MASKAT (inn) – Israels Verkehrs- und Geheimdienstminister Israel Katz ist am Sonntag im Oman zu einem mehrtägigen Besuch gelandet. Der Likud-Politiker nimmt dort an einer internationalen Verkehrskonferenz teil. Oman und Israel haben offiziell keine diplomatischen Beziehungen. Wie die Onlinezeitung „Times of Israel“ schreibt, ist es das erste Mal, dass ein israelischer Minister offiziell zu einer Konferenz in dem Sultanat eingeladen wird. „Als Gastgeber dieser Konferenz können wir nicht einen Mitgliedsstaat ausschließen“, begründete der omanische Verkehrsminister Ahmed Mohammed al-Futaisi laut „Middle East Monitor“ die Einladung. Er nahm damit auf Israels Mitgliedschaft im Internationalen Straßenverkehrsverband Bezug.

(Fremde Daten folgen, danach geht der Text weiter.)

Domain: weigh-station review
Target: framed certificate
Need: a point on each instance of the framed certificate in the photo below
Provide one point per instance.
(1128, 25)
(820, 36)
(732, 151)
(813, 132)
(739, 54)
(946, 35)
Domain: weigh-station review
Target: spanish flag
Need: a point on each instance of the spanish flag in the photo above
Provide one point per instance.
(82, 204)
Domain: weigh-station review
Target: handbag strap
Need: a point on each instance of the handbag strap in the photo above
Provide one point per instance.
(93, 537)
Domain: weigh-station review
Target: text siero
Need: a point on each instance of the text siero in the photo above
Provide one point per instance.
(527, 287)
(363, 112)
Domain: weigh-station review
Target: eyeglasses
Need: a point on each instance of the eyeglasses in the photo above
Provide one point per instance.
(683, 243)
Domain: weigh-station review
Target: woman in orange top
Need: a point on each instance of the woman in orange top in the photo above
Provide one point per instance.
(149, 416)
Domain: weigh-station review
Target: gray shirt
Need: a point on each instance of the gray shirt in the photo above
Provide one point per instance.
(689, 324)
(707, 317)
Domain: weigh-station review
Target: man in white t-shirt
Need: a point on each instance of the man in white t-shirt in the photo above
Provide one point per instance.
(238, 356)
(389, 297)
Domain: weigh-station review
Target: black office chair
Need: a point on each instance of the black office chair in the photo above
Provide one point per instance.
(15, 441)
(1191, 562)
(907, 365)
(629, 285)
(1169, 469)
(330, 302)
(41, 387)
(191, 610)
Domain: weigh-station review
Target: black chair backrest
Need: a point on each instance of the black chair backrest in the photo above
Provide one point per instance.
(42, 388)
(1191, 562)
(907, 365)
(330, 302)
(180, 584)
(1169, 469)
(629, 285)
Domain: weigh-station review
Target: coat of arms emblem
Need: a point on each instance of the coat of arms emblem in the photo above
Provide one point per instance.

Katz sprach vor seinem Abflug laut der Tageszeitung „Jerusalem Post“ von einem „historischen Besuch, der die Beziehungen (zwischen Israel und Oman) verbessern wird“. Die Reise in den Oman sei Teil einer umfassenden Aktion, „die Beziehungen mit den pragmatischen Staaten in der Region voranzubringen“, bezog sich Katz offenbar auf das sich bessernde Verhältnis zwischen Israel und der arabischen Welt.

Unterstützung aus den USA

Der Verkehrsminister will bei der Konferenz laut eigener Aussage das Projekt „Strecken für regionalen Frieden“ vorstellen und vorantreiben. Der israelische Plan sieht vor, den jüdischen Staat über Schienen besser an die arabische Welt anzubinden. Dafür soll das am Mittelmeer gelegene Haifa mit dem jordanischen Schienennetz verbunden werden. Auch die im Westjordanland liegende Stadt Dschenin wollen die Initiatoren miteinbeziehen. Jordanien wiederum soll enger mit den Golfstaaten verknüpft werden. Rückendeckung für den Schienenplan erhielt Israel aus den USA. „Diese Anstrengungen unterstützen unsere Anstrengungen“, schrieb der Sondergesandte Jason Greenblatt am Montag in Englisch, Hebräisch und Arabisch auf dem Kurznachrichtendienst Twitter.

Katz' Besuch kommt nur wenige Tage, nachdem Premierminister Benjamin Netanjahu den Sultan des Oman getroffen hatte. Zudem war Kulturministerin Miri Regev kürzlich nach Abu Dhabi gereist. Und Kommunikationsminister Ajub Kara hatte an einer Konferenz in Dubai teilgenommen.